Staying late might warrant sending a consenting party to seek additional sustenance because the fruit, sandwiches, cookies, lemonade, hard boiled eggs and cold fried chicken would be depleted by then. 

We took eating on the beach very seriously. Didn't food taste better when eaten by the ocean? Besides, no one had money for the expensive treats available on the boardwalk.
Awful but I wanted one.

Plus, it was a very long walk from Bay 8 to the brightly lit food stalls from which
I desperately craved the unnaturally yellow cobs of corn hanging under the hot lights. The lights kept them warm but rendered the once tender kernels tasteless and indigestible. 

Distance brings me to another major component of a beach day...

Obviously, we all peed in the ocean. Occasionally someone would wander into a "warm zone" which meant that another bather had very recently done his business. You'd scream and move on...after all, someone had, more than likely, recently ventured into a warm zone of your own creation.

But poo poo in the wa wa was was a no no.

Other than the mysterious bastard who created the giant turd of my mother's youth, we all held whatever we had until we got home. I don't know how we did it but we did-- especially keeping in mind that we were eating constantly.

Giant turds aside, it certainly was a blissfully innocent way to spend a summer. I will address the boardwalk and what lay beneath it tomorrow....


  1. You're the second blog friend I've met who can't swim. I find that so interesting. Would you like me to teach you?

    We did go in CT when we visited my MIL years ago. She was a member at a private beach club- very chi-chi.

    It seems funny to have an end to the beach season up there. It was 102 here yesterday so people here are still flocking to the water whenever they can.

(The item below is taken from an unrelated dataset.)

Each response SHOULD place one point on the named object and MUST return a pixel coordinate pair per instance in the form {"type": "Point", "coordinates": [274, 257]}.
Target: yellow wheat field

  2. Ahh! Some kind of miraculous network error has occurred and I can comment on today's post!! YIPPEEEE!!! :)

    The beach sounds WONDERFUL when you describe it. I've only been twice to the ocean. It's a 10 hour drive to the Gulf of Mexico (can you imagine driving for 10 hours and still being in the same state?!) and when you get there it's awful muddy and murky and a little dirty. Not nearly as beautiful as your beaches sound.

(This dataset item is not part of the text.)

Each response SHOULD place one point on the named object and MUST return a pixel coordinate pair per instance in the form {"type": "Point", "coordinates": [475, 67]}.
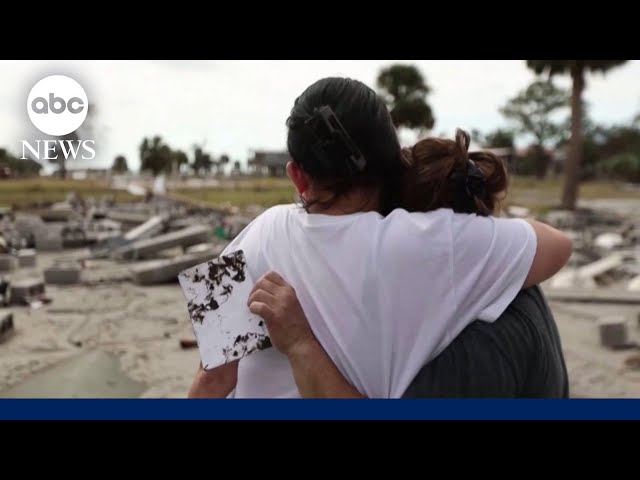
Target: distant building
{"type": "Point", "coordinates": [269, 163]}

    So very good to get to comment today, I still do read everyday!! :)

    Lots of Love!

  3. Private beach club? Bah! As for teaching me, I thank you but I feel I am beyond being teachable. I stiffen up in fear and even with my fat to muscle ration (what muscles?), I can't even float!

  4. Cat!!! So glad to hear from you here! The beach was wonderful...not sure how wonderful these days, though.

    A ten hour drive and still in one state blows my tiny mind...but everything is bigger in Texas, as result--and that can't be bad!

    Lots of love back! XO

  5. My family would go to the beach too. 20 minutes from here, by car. Black sand, strong winds - long stretches of nothing and no-one but us and our little dog.
    I haven't been to the beach in years. Rick says they are closed.
    When I die I want some of my ashes turned into a diamond, and the rest scattered at the nearest beach. Such good memories.

  6. Black sand, Janet---I would love to see that. And I, too, have discussed the scattering of my ashes off at my beach. But first, I would like Keith Richards to snort some.

  7. Susan - we used to go to Jones Beach from the Bronx. My parents would never leave the house until early afternoon. Then we'd go to West End 2 - with the never-ending stretch of sand - and we'd have to treck over that broiling stretch - had to be at least 1/4 mile till the water! We, too, would bring TONS of stuff: umbrellas, chairs, thermos bottles (coffee, ice tea, hot cocoa for the evenings...) a playpen, pails, shovels, kites, a loaf of french bread, hard boiled eggs, the salt shaker... You get the idea. Don't know HOW they did it but I loved going! Lake Michigan has wonderful beaches - close to home and no sticky salt feeling!

  8. Katie, your comment made me laugh out loud. You obviously relate but Lake Michigan, Katie??? Really???